Weekly output: Huawei concerns, talking about 5G, states v. Google, Amazon Sidewalk, Russian hacking

I may not have the usual deluge of CES pitches to remind that the year is almost done, but it’s still comforting to think that the number of stories I still owe to various editors in 2020 is now under five.

12/15/2020: Huawei concerns, Al Jazeera

My appearance on the Arabic-language news channel to discuss concerns over the reliability of Huawei’s hardware and software was cut short when my laptop dropped off my home WiFi. Awkward!

12/15/2020: Top 2020 questions: “Why all the hype about 5G?”, Talking Tech with Jefferson Graham

My USAT colleague is taking a buyout at the end of this year, so I joined his podcast for one last time to discuss–what else?–5G wireless, how far it’s fallen short of the hype, and how it might get better in a year or so.

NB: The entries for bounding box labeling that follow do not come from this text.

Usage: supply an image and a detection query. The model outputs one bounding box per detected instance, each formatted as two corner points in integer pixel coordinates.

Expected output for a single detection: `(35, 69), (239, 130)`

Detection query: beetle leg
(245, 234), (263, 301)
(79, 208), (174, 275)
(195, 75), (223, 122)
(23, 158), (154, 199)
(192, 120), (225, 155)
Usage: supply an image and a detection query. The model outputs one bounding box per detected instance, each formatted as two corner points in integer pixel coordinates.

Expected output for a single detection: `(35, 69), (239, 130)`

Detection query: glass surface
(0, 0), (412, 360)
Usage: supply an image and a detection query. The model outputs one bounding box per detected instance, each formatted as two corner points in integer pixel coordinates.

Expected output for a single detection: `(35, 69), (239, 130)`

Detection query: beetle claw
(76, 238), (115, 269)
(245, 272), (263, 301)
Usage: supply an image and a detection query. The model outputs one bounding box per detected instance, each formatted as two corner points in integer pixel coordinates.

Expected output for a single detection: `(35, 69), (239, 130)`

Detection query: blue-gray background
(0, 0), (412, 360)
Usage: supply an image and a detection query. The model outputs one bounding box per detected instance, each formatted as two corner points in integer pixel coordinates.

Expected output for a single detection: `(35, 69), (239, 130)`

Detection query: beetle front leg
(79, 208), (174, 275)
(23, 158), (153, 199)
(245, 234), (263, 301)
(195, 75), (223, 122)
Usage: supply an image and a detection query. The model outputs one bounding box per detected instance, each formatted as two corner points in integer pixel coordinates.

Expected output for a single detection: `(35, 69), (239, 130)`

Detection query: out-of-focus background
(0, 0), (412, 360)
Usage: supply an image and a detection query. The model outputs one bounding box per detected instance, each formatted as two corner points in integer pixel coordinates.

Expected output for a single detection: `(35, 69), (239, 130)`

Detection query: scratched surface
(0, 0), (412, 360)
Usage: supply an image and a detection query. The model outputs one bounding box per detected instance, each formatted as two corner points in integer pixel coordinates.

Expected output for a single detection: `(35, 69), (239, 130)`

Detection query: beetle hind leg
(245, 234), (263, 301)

12/18/2020: Here’s What Google Should Worry About Now That Most States Are Suing It, Forbes

I wrote an explainer about the two multi-state antitrust lawsuits filed against Google this week, both of which allege some disturbing misconduct by Google in its advertising businesses.

12/19/2020: Amazon wants your devices to talk to each other. Should you take a walk on Sidewalk?, USA Today

I talked to a few experts–two briefed by Amazon, one a longstanding expert in Internet-of-Things security–about the peer-to-peer network that Amazon is now activating on its smart-home gadgets.

12/19/2020: Russian hacking allegations, Al Jazeera

My producer in AJ’s D.C. bureau evidently had no hard feelings about my WiFi dropout on Tuesday, since he had me back on Saturday evening to discuss revelations of a massive hacking carried out by Russian intelligence.

Weekly output: Open RAN, 5G marketing, Google’s display-ads business, tech and journalism

We’re down to the last full week before Election Day–a point that seemed painfully distant just under four years ago. Note that for myself and more than 59 million other Americans (per the University of Florida’s United States Elections Project), the voting’s already happened.

Patreon readers got an extra post this week: a recap of things I’ve done to give a little less business to Amazon, Apple, Facebook, and Google.

10/21/2020: Can OpenRAN Hit its Stride?, CCA Convention

Last year, the opportunity to moderate a panel at the Competitive Carriers Association’s conference got me a free trip to Providence. This year, it got me some free time in front of my computer’s webcam to speak remotely with Dish Network executive vice president Jeff Blum, Mavenir senior vice president for business development John Baker, and OpenRAN Policy Coalition executive director Diane Rinaldo about the prospects for building next-generation radio access networks off open standards (aka, OpenRAN) instead of proprietary stacks.

10/22/2020: Why the 5G Pushiness? Because $$$, The New York Times

Shira Ovide, author of the NYT’s On Tech newsletter, quizzed me over e-mail about a reader’s concerns over possibly needing a 5G smartphone. My advice: no need to worry just yet.

10/23/2020: The Lucrative Google Business That The Justice Department’s Antitrust Suit Doesn’t Touch, Forbes

I took a little extra time to cover the Department of Justice’s antitrust lawsuit against Google–by which I meant, write about the Google chokehold on display advertising that goes unaddressed in the DoJ complaint.

10/25/2020: Emerging Media Platforms, S.I. Newhouse School of Public Communications

After interviewing my long-ago Post colleague Dan Pacheco, now a professor at Syracuse University’s Newhouse School, for an upcoming story about augmented-reality interfaces, he asked if I could make a remote guest appearance for one of his classes. I talked a little bit about the state of freelance journalism about heard out his students’ pitches for upcoming projects (most frequent elements: drones, chatbots and voice assistants).